Era comum, vez por outra a vinda de sacerdotes colaboradores, notadamente em ocasiões especiais. Numa quinta-feira de Semana Santa, entre o final da década de 60 ou início da de 70, eu e o amigo Wilson Varela estávamos nas imediações do Cine São Sebastião, no costumeiro bate-papo. As celebrações na Matriz de São Sebastião eram transmitidas em direção à Praça Comendador José Honório, por um alto falante, daquele sistema de cornetas metálicas, fixado na entrada da igreja. Som alto, o suficiente para que despertasse nossa atenção, e interrompesse nossa prosa. O padre “colaborador” que até hoje não consegui descobrir o nome, mas tenho fé, descobrirei, em sua homilia, com ênfase teceu severas críticas ao governo, e em arremate disse que a legenda “Ordem e Progresso” no Pavilhão Nacional, deveria ser substituída por “desordem e regresso”. Isso numa época em que as pessoas costumavam primeiramente, olhar de lado e conferir, se, bem baixinho poderiam arriscar comentar algo sobre política, com cisma de que até “as paredes” pudessem ter ouvidos.

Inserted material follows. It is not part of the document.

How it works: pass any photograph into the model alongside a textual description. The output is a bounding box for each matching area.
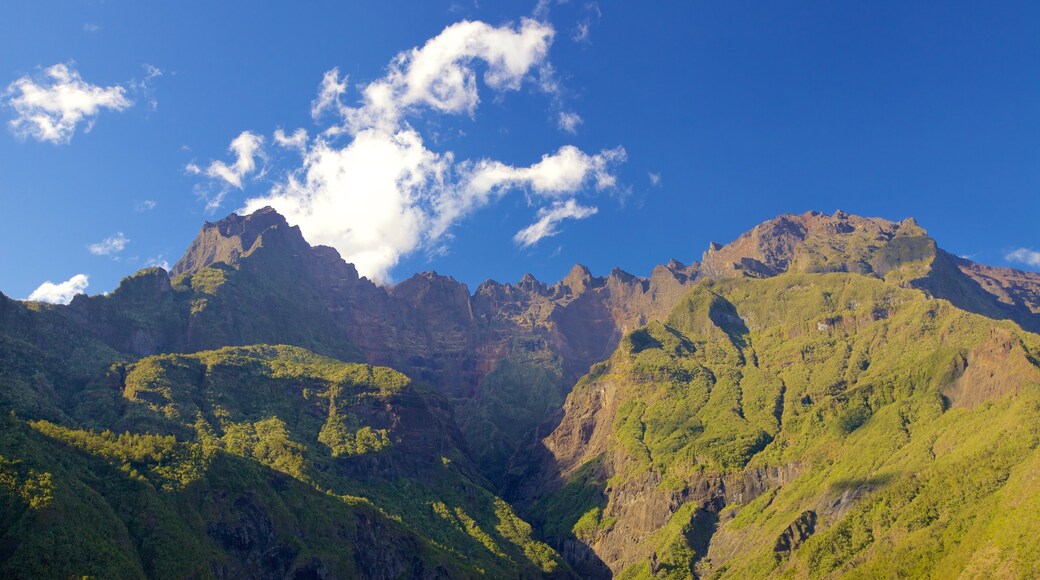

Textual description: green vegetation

Colocando Monsenhor Mancini numa “fria”, de saia justa sem tamanho, o religioso anoiteceu, mas não amanheceu. No dia seguinte quando o Tenente Daher (era o chefe da Delegacia de Alistamento Militar em Paraíso), e meu amigo hoje oficial da reserva, Wilson Vilar, à época Sargento Instrutor do Tiro de Guerra, foram à casa paroquial, o jovem padre já estava longe, pernas pra que te quero.
De sobra, o religioso deixou para Monsenhor o compromisso de “pagar o pato”, respondendo a inquérito militar, pendenga penitenciada com algumas viagens até Pouso Alegre, para falar com o comandante daquela unidade do Exército. E nessa época, esteve por lá o Coronel Ustra Brilhante, uma das figuras mais questionadas quando o tema é repressão no período de vinte anos do governo militar, ou, ditadura, termo que outros preferem, mas não vamos aqui adentrar nesta seara. Não sei se foi ele quem ouviu Monsenhor. Pode ter sido.
Monsenhor Mancini deixou importante legado. Na sua maneira de ser, foi o diretor de escola que percorria corredores do Ginásio e Escola de Comércio conferindo quem havia faltado, e os faltantes, não raras vezes, deveriam comparecer acompanhados de seus pais. Implantou a Escola profissionalizante São José, e a Sopa da Providência criada por ele minimizou a fome de muitos necessitados.
Foi o sacerdote que mantinha contato com suas ovelhas pela “Lira Evangélica” e “A Voz do Pastor” pela Rádio Difusora Paraisense. Embora pudesse, não se despregava da batina, que aos poucos ia ficando perfurada por pequenas fagulhas do inseparável charuto. Está intimamente ligado à história de Paraíso.